In 2006, Wendel shifted his focus to Quake IV. Competing in the World Series of Video Games (WSVG) Finals, which adopted a double-elimination tournament structure, Wendel advanced through the lower bracket to reach the finals. His opponent in the finals was Johan "Toxjq" Quick, who boasted an undefeated record in best-of-three series. Wendel became the first player to defeat Quick by winning the first match. However, Quick emerged victorious in the second match, resulting in Wendel securing the second-place position in the event. Following the WSVG Finals, Wendel made the decision to retire from professional play due to the decline of his preferred genre in gaming.

While he retired from competitive play after 2006, Wendel continued to make appearances in various events. These included an exhibition match in 2007, participation in a Guinness World Record event in 2008/09, and a show match in Taiwan in 2012.

== Legacy ==
Throughout his career, Wendel amassed a record of $450,000 in prize winnings from seven different games, establishing a milestone in esports. This record remained unbroken for over six years following his retirement until it was surpassed by Lee "Jaedong" Jae-dong, a prominent StarCraft player, towards the end of 2013.

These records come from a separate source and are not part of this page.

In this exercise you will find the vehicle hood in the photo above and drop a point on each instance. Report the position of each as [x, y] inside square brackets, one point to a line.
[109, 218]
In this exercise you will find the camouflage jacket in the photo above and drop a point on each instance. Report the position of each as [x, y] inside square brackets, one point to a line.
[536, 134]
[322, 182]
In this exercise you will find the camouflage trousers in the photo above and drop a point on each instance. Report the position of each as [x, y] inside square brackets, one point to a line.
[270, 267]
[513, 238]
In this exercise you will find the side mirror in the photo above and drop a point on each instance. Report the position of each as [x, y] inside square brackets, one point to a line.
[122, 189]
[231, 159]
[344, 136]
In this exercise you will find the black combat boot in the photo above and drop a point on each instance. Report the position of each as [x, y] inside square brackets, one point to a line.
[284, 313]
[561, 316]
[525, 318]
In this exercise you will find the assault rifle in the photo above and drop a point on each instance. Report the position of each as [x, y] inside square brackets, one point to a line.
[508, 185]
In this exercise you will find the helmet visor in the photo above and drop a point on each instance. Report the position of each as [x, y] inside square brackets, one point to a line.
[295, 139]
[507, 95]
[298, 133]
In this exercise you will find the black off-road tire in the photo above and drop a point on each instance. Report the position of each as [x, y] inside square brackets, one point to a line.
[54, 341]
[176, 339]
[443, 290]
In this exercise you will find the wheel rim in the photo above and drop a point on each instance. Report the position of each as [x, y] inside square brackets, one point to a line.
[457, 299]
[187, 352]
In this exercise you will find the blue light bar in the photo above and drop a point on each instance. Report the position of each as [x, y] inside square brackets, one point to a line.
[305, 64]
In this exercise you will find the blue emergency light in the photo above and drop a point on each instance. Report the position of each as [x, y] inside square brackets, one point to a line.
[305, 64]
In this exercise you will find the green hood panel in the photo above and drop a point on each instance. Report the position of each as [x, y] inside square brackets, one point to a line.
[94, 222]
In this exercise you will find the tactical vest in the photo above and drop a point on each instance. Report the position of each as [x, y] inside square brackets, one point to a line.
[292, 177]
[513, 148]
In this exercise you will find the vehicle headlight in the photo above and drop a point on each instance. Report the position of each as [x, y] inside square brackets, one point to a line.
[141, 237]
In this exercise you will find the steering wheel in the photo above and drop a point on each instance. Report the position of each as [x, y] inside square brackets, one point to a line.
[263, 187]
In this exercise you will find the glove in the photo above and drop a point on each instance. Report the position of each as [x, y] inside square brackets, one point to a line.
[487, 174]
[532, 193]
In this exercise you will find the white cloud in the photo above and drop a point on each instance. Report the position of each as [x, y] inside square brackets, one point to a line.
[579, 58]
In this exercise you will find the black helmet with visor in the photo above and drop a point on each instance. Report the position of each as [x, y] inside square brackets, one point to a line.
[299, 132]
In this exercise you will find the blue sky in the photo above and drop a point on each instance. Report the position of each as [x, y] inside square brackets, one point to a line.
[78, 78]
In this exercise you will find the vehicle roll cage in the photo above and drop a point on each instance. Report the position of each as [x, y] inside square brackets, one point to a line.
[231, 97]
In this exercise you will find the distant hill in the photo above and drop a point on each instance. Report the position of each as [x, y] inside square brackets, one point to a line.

Recognizing his significant contributions to the world of esports, Wendel was honored with the first-ever Lifetime Achievement Award at the Leipzig Games Convention in Leipzig, Germany, in August 2007. This accolade acknowledged his exceptional sportsmanship, influential role in shaping the landscape of esports, and his international recognition as a figurehead for esports. In August 2010, Wendel was inducted into the International Video Game Hall of Fame as one of the inaugural enshrinees. Wendel's contributions were further celebrated when he was inducted into the ESL Esports Hall of Fame in November 2018. In October 2020, Wendel's enduring impact on esports was once again acknowledged with a Lifetime Achievement Award from the Esports Awards.

==Personal life==
Wendel was born on February 26, 1981, in Kansas City, Missouri, to parents James and Judy Wendel. His upbringing took place in Kansas City, where his parents worked in auto factories, and his father also managed a pool hall. At the age of 13, Wendel experienced his parents' divorce. During his high school years, he actively participated in the school's tennis team.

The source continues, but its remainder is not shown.